Question

Consider the following functions (on the given interval, if specified). Find the derivative of the inverse function. $$f(x)=x^{2}-4, \text { for } x>0$$

Short answer

Answer: The derivative of the inverse function is \((f^{-1}(y))' = \frac{1}{2\sqrt{y+4}}\).

Step-by-step solution

Find the inverse function

To find the inverse function, we must first solve for \(x\) in the equation \(y = x^2 - 4\). $$y = x^2 - 4$$ $$x^2 = y + 4$$ $$x = \pm\sqrt{y + 4}$$ However, since the initial condition states that \(x>0\), we will only consider the positive square root. Therefore, the inverse function, \(f^{-1}(y)\), is: $$f^{-1}(y)= \sqrt{y+4}$$

Find the derivative of the inverse function

Now we need to find the derivative of the inverse function. The formula for the derivative of an inverse function is: $$(f^{-1}(y))' = \frac{1}{f'(f^{-1}(y))}$$ First, we need to find the derivative of the given function \(f(x)=x^2-4\): $$f'(x) = 2x$$ Next, we substitute the inverse function into the derivative of the given function: $$f'(f^{-1}(y)) = 2f^{-1}(y) = 2\sqrt{y+4}$$ Now we can find the derivative of the inverse function: $$(f^{-1}(y))' = \frac{1}{f'(f^{-1}(y))} = \frac{1}{2\sqrt{y+4}}$$ So the derivative of the inverse function is: $$(f^{-1}(y))' = \frac{1}{2\sqrt{y+4}}$$

Key concepts

Inverse Function

Understanding inverse functions is a fundamental concept in mathematics, particularly within calculus. An inverse function, denoted as \(f^{-1}(x)\), effectively reverses the action of the original function \(f(x)\). In other words, it provides an output that, when fed back into the original function, will return the input variable of the inverse function.

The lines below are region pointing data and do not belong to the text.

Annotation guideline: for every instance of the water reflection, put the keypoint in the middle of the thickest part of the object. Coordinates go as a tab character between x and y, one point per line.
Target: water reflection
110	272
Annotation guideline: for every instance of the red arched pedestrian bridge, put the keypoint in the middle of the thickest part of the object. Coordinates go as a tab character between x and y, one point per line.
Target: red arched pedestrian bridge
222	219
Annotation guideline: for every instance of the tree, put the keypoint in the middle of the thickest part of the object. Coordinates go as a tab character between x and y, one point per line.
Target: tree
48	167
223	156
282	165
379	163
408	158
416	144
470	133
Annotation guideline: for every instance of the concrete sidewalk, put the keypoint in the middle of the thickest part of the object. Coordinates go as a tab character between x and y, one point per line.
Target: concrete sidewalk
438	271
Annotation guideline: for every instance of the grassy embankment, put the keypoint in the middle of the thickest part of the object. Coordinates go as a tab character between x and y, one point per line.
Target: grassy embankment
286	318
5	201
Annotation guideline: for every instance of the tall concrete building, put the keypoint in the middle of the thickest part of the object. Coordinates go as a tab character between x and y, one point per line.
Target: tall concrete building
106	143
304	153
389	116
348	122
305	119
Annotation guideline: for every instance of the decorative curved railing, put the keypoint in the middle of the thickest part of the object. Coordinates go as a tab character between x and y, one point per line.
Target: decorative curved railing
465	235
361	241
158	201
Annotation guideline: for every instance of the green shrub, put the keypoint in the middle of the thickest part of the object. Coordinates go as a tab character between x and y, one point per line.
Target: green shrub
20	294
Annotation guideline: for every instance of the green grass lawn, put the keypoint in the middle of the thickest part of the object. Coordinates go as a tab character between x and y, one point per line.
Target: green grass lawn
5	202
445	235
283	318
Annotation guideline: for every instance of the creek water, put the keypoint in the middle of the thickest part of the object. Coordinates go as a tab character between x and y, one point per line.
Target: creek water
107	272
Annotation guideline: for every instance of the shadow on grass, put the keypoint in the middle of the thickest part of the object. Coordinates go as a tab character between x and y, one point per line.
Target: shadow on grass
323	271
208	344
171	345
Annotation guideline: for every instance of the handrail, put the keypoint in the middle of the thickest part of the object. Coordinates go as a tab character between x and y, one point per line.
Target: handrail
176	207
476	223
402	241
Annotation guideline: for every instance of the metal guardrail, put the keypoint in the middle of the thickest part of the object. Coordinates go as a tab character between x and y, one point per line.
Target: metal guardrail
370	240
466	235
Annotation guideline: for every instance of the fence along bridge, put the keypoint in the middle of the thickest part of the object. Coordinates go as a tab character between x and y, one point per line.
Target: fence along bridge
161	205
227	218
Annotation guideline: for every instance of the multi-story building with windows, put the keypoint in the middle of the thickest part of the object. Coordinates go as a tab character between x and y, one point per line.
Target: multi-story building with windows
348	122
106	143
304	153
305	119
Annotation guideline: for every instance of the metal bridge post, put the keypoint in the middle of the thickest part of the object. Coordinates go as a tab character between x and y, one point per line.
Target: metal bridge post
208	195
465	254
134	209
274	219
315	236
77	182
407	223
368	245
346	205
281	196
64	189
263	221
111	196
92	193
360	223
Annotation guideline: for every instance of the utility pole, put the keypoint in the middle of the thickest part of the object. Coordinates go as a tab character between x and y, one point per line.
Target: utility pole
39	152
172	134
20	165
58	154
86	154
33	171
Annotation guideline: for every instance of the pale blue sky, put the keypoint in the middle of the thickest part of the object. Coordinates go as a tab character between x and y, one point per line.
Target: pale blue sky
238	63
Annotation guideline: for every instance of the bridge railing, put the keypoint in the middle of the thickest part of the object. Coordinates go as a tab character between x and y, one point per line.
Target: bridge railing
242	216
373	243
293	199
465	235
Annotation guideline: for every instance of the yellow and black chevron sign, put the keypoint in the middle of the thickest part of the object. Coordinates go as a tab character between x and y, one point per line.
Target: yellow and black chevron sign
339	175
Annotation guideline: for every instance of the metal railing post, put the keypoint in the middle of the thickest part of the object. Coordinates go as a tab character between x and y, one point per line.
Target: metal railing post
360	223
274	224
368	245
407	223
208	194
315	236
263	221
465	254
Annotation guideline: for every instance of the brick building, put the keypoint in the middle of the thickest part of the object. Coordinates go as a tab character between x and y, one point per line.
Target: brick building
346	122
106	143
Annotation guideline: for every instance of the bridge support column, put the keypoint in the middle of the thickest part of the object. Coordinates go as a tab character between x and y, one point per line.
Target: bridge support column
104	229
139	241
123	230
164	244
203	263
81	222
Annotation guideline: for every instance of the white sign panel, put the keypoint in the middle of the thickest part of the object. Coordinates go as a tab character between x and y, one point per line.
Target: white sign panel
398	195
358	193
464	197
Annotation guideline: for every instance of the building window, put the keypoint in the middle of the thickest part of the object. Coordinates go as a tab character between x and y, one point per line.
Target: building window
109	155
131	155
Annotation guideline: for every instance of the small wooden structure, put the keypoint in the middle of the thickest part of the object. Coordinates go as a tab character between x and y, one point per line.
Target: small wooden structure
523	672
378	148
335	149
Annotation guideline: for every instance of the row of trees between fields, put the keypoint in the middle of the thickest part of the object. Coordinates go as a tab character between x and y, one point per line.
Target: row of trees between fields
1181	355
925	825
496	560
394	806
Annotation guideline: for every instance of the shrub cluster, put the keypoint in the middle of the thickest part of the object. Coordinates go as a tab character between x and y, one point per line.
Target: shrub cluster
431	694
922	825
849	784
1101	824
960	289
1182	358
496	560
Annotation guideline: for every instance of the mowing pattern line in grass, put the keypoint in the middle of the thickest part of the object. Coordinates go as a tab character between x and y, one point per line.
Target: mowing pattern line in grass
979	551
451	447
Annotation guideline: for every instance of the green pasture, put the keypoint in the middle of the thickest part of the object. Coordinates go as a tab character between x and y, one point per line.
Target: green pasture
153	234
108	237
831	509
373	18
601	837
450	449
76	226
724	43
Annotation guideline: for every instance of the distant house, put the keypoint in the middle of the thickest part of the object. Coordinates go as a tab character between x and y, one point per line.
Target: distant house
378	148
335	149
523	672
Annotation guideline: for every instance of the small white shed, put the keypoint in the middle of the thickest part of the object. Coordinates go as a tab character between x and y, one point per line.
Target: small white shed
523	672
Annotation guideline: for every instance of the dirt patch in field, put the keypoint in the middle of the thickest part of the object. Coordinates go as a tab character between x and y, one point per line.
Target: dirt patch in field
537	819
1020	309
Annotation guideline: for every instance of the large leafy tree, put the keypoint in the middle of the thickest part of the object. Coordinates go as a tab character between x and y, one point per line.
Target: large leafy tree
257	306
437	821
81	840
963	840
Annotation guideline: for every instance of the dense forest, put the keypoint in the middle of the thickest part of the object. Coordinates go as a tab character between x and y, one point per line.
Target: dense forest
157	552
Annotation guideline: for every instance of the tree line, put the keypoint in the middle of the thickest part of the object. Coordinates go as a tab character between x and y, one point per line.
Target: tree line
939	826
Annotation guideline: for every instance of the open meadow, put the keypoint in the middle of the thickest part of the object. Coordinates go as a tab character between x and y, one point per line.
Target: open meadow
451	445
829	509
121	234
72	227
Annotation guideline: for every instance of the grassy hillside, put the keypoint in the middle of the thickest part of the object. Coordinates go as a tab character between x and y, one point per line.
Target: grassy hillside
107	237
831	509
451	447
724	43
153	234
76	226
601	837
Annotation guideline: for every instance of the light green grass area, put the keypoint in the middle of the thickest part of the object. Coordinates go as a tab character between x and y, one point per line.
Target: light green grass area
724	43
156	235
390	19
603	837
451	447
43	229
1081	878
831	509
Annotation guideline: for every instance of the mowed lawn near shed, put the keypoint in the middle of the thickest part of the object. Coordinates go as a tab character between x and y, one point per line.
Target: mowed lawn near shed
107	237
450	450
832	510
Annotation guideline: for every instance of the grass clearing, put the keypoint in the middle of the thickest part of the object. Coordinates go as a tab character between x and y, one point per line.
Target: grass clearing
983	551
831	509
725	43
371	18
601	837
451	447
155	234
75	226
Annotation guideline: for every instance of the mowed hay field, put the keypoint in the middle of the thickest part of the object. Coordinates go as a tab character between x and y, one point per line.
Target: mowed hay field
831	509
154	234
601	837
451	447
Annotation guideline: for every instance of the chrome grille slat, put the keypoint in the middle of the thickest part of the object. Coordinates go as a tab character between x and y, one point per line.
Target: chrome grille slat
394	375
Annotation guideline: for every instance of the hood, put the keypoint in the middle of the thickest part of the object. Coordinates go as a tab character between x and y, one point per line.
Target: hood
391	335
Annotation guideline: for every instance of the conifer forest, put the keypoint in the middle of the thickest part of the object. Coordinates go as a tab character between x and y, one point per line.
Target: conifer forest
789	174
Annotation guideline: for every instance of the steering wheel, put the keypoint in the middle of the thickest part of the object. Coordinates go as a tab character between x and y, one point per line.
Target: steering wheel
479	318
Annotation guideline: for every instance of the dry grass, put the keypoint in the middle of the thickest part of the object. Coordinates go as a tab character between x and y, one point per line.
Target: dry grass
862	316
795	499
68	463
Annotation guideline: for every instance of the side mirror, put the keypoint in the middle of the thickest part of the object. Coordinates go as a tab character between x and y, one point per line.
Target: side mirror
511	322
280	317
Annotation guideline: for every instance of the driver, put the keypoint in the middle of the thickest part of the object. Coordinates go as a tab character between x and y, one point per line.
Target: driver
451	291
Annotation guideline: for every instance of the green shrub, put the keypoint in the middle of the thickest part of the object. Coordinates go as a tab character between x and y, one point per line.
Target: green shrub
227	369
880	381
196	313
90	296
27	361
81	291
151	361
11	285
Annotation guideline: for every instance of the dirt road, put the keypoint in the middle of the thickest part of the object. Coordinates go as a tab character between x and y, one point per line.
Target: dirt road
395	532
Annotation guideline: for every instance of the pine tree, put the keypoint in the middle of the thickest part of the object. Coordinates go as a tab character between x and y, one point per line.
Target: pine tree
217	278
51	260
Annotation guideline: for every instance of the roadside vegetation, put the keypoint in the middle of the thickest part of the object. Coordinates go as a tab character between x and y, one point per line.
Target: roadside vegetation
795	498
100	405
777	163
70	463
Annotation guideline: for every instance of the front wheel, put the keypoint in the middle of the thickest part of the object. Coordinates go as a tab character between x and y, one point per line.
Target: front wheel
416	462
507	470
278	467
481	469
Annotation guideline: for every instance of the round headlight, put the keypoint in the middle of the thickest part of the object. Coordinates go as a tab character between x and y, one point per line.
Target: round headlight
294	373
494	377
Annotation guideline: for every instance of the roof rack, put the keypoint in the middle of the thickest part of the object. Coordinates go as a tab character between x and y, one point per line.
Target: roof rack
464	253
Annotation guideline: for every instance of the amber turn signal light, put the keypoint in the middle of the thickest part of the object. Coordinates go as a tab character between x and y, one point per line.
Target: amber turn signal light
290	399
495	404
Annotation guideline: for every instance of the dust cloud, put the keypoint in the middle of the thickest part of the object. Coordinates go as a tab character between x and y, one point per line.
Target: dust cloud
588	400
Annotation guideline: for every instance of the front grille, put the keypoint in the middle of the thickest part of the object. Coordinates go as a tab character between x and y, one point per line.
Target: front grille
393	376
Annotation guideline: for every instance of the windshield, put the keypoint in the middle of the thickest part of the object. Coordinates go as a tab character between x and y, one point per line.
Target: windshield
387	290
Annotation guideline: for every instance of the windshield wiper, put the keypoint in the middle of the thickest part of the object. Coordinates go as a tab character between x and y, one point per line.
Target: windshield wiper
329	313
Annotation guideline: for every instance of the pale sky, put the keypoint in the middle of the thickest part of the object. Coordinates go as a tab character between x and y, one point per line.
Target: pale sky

For instance, if we have a function that squares a number, the inverse function would extract the square root of that number. However, it's important to ensure that the function is one-to-one, which means that for every output there's a unique input. This is critical because without this property, a function would not have a well-defined inverse.

When attempting to derive the inverse of a function, one commonly interchanges the roles of \(x\) and \(y\), and then solves for \(x\). This process can be tricky, especially in regards to domain restrictions which must be considered to ensure the function remains one-to-one. For example, in the exercise where the function \(f(x) = x^2 - 4\) has a restriction \(x > 0\), the positive square root is the correct branch of the inverse to avoid a multi-valued function.

Calculus

Calculus is a significant branch of mathematics that deals with the properties and applications of derivatives and integrals. It's used to understand changes between values that are related by a function. There are two primary divisions within calculus: differential calculus, which concerns the concept of a derivative, and integral calculus, which focuses on the concept of an integral.

The fundamental concept of calculus is the limit, the value that a sequence or function approaches as the index or input approaches some value. Limits help define the precise calculation of the slope of a line tangent to a curve (the derivative) and the area under a curve (the integral). Calculus is not only critical for mathematics majors but also essential in fields like physics, engineering, economics, statistics, and more, as it provides the tools to model and analyze dynamic systems.

Derivative Calculation

The derivative is a principal concept in calculus representing the rate at which a quantity changes. It's the foundational tool to understand motion, growth, and decay and is generally a measure of how a function changes as its input changes.

Mathematically, the derivative of a function \(f\) at a particular point \(x\) is the limit of the average rate of change of \(f\) in a small interval around \(x\). The notation \(f'(x)\) or \(\frac{dy}{dx}\) is often used to denote the derivative of \(f\) with respect to \(x\). To compute a derivative, we apply specific rules, such as the power rule, product rule, quotient rule, and the chain rule, depending on the composition of the function.

When finding the derivative of an inverse function, as in our textbook exercise, we use the reciprocal of the derivative of the original function at the corresponding point. This requires first finding the inverse function, then the derivative of the original function, and finally applying the formula \(\frac{1}{f'(f^{-1}(y))}\). It's crucial to apply these steps methodically to ensure accuracy in the derivative calculation for inverse functions.